Un proceso de cambio progresivo en la calidad de vida de guatemaltecos y guatemaltecas, crecimiento económico con equidad social, transformación de los métodos de producción y patrones de consumo en que se sustenta el equilibrio ecológico, respetar la diversidad étnica y cultural regional, así como la convivencia pacífica y en armonía con la naturaleza, sin comprometer y garantizando la calidad de vida de las generaciones futuras, son los planteamientos esenciales del desarrollo sustentable.
En Guatemala, el desarrollo sustentable se encuentra inmerso en el criterio de anular la violencia política para renovar la democracia: se fortalece el respeto a los derechos humanos y, con la presencia del Parlamento Centroamericano, se redefine un nuevo sistema de integración regional. El desarrollo sustentable es parte de una alianza de sectores sociales para impulsar políticas, programas y acciones a corto, mediano y largo plazo, con el propósito de delinear un esquema de desarrollo, con actitudes colectivas hacia la sustentabilidad política, económica, social, cultural y ambiental.
Desarrollo y democracia deben asumirse en forma integral. Este aspecto señala la importancia de los acuerdos de paz firmados en 1996: pusieron fin a una confrontación entre dos sectores de la sociedad, quienes utilizando la fuerza, trataron de imponer criterios de tipo ideológico. Una implicación de esta etapa fue degradar la democracia y afectó el desarrollo sustentable.
En la interpretación de desarrollo sustentable debe analizarse desde la perspectiva de la técnica económica, relaciones con la integración social, educativa y cultural, entre otros. El objetivo es ampliar las oportunidades de los seres humanos con relación a la libertad económica, política, social, cultural, etcétera. De igual manera, requiere consolidar una política de protección a los recursos naturales y al ambiente. El objetivo es contribuir a mejorar la calidad de vida de guatemaltecas y guatemaltecos sin deteriorar ni agotar los ecosistemas. El compromiso público supone impulsar esa política con la convicción de lograr la sustentabilidad. En Guatemala no se puede separar el problema de la democracia, la pobreza, y pobreza extrema.

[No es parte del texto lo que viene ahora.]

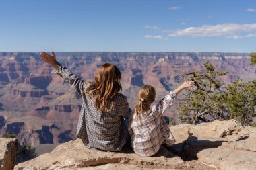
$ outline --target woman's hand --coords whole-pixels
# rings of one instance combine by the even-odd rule
[[[181,87],[183,89],[186,89],[187,88],[189,88],[194,85],[194,81],[185,81],[182,85]]]
[[[40,56],[41,59],[47,62],[48,64],[54,66],[56,62],[56,56],[55,54],[54,54],[53,51],[52,51],[52,55],[49,55],[45,52],[42,52],[40,53]]]
[[[176,93],[177,95],[178,95],[183,89],[189,88],[193,85],[194,85],[194,81],[185,81],[181,85],[178,87],[178,88],[177,88],[174,90],[174,92]]]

En el impulso del desarrollo humano debe analizarse la problemática del poder local y regional, así como su ejercicio en diversas situaciones socioeconómicas, con especial énfasis en salud, cultura y conservación del ambiente. De igual manera, deben evaluarse las acciones institucionales de diferente nivel, en especial aquellas destinadas a enfrentar los procesos de empobrecimiento de la población rural.
También es conveniente ubicar tecnologías apropiadas para responder a las necesidades sociales, con el fin de preservar el uso sostenido de los recursos naturales con base en el actual conocimiento. Además, deben estimularse los conocimientos tecnológicos en la solución de problemas sociales, básicamente en alimentación, salud, vivienda, higiene, comunicaciones, ambiente, procesos productivos agropecuarios, y otros recursos que mejoren la calidad de vida de las poblaciones rurales y suburbanas. Dedicarle atención al desarrollo sustentable significa promover alternativas viables para modelos de producción que mejoren las condiciones de existencia de las comunidades agrarias tradicionales y no tradicionales. En la elaboración de proyectos productivos sustentables, debe buscarse resolver los problemas concretos de las comunidades, con su participación directa, para lograr su real inserción en el mercado.

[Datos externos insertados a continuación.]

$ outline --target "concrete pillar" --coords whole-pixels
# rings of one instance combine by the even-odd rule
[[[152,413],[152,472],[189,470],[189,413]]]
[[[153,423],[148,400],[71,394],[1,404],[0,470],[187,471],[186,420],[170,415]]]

En el impulso al desarrollo sustentable, es necesario estudiar las culturas tradicionales y sus formas de interacción con otras culturas en el ámbito local y nacional. También deben identificarse las formas históricas de apropiación de los recursos y su explotación, la generación de conflictos locales y formas de violencia social.
Un proyecto de desarrollo sustentable debe generar las condiciones prácticas y teóricas, para estimular la participación comunitaria en la solución de sus problemas esenciales.